The Editorial Executive Committee welcomes letters, which should be less than 250 words. Before a decision to publish is made, letters which refer to a published article may be sent to the author for a response. Any letter may be sent to an expert for comment. When letters are published, they are usually accompanied in the same issue by their responses or comments. The Committee screens out discourteous, inaccurate or libellous statements. The letters are sub-edited before publication. Authors are required to declare any conflicts of interest. The Committee's decision on publication is final.

 

Letter to the editor

Editor, – In their articles on BCG vaccination (Aust Prescr 2003;26:144-6), neither Professor Simpson nor Air Vice-Marshal Short mentioned the potential for tuberculosis control offered by modern tuberculosis-specific tests that are unaffected by BCG vaccination. T-cell mediated immune responses to the tuberculosis-specific proteins ESAT-6 and CFP-10 (proteins not present in BCG or environmental mycobacteria) have been shown to be effective in diagnosing tuberculosis infection in BCG-vaccinated individuals.1,2

Unfortunately, despite intense interest in the literature, the use of tuberculosis-specific antigens in diagnostics has to date been limited by the complexity of the methodologies required to measure T-cell responses. Most methods require T-cell purification, counting, and culture, which are expensive and not suited for reproducible, robust diagnosis. However, the whole blood test, QuantiFERON-TB Gold, has now been released in Australia, after extensive testing overseas found it to have high specificity and sensitivity.

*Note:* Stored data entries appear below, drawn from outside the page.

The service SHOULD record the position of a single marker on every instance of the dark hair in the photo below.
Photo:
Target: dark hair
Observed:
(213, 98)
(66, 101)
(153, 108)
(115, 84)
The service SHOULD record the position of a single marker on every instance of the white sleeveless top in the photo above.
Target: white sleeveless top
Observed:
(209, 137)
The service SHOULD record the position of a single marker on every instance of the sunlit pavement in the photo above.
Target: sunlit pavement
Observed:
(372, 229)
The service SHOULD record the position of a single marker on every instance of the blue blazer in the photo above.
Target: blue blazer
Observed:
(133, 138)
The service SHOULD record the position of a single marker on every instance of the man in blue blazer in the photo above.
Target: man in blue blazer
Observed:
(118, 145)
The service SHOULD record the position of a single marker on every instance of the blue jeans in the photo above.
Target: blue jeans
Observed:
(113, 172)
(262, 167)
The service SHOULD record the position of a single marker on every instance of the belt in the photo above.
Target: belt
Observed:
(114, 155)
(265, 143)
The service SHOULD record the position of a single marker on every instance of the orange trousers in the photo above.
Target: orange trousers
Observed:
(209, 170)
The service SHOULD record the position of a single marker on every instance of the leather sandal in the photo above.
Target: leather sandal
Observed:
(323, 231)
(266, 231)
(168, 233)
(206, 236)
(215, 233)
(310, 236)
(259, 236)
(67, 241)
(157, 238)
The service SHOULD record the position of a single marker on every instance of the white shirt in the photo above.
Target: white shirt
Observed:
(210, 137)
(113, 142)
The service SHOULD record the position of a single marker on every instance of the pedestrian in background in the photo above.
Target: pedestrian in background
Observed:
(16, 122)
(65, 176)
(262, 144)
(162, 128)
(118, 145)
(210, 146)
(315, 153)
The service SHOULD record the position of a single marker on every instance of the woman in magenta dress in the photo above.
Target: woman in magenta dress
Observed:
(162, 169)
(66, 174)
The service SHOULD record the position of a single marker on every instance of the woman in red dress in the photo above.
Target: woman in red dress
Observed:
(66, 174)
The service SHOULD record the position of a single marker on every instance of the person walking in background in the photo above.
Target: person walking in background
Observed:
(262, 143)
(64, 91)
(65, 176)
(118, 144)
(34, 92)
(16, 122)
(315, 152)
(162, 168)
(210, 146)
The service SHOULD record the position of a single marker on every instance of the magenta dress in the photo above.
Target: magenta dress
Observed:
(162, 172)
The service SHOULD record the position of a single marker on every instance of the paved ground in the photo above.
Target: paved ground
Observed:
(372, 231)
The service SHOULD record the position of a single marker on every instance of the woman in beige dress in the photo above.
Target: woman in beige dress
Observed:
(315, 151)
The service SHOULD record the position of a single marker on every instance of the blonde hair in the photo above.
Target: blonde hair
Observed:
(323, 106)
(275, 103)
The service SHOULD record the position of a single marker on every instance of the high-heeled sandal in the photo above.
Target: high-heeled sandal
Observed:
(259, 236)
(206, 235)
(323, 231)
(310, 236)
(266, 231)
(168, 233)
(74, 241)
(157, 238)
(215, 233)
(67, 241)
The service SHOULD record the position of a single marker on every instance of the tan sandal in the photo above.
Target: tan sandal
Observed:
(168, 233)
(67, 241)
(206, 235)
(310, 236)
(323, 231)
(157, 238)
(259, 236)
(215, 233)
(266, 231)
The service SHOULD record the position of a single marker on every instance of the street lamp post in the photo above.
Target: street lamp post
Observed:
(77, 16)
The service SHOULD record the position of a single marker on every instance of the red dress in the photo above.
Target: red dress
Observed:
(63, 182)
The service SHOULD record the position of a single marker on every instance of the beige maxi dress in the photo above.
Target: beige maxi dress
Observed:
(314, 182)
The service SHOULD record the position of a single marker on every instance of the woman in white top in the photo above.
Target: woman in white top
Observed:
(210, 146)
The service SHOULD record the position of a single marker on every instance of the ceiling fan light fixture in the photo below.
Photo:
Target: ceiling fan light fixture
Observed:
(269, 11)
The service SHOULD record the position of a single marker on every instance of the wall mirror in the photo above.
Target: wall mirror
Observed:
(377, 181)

The Australian Defence Force may also note the US Centers for Disease Control endorses QuantiFERON-TB testing in the military.3 QuantiFERON testing detects significantly more active, infectious tuberculosis cases than Mantoux testing.4 The elimination of the confounding factors of BCG vaccination and sensitisation to non-tuberculous mycobacteria makes the test an even more valuable diagnostic tool.

Tony Radford
Chief Executive Officer/Managing Director
Cellestis Ltd.
Melbourne

(Cellestis are manufacturers of QuantiFERON products)

 

Author's comments

Professor G. Simpson, the author of the article, comments:

I did not discuss some of the newer tests for the diagnosis of latent tuberculous infection as the focus of the article was BCG. The tuberculin skin test (TST) or Mantoux test was mentioned as it is the test specified in current protocols concerned with BCG administration. Dr Radford is correct that the TST is imperfect and there is no doubt that sooner or later more sophisticated tests will replace it. Over the past 110 years however, it has proved remarkably robust and we do have vast amounts of data on outcomes related to TST results. These longitudinal data are not available for the newer tests.

The newer tests (QuantiFERON-TB Gold and ELISPOT) rely on detecting interferon gamma production by T-cells responding to antigens which are found in M tuberculosis, but not in BCG. This theoretically will enable us to remove the confounding effect of prior BCG vaccination from testing for subsequent tuberculosis infection. This is of course irrelevant in the context of pre-BCG vaccination testing. So far there is more published information on ELISPOT than QuantiFERON-TB Gold. In the best study so far5 in a tuberculosis outbreak in the UK the ELISPOT and Heaf test (a form of TST) gave concordant results in 89% of those tested, suggesting that there is limited room for improved diagnostic accuracy with the newer tests. Nevertheless these are exciting developments in tuberculosis diagnosis and further studies including more longitudinal studies are likely to sound the death knell for the oldest diagnostic test in medicine.

 

Letter to the editor

Editor, – I noted with interest the photo illustrating the article 'BCG vaccine in Australia' (Aust Prescr 2003;26:144-6). What has happened to universal infection control precautions - surely the person administering the injection should have been wearing gloves?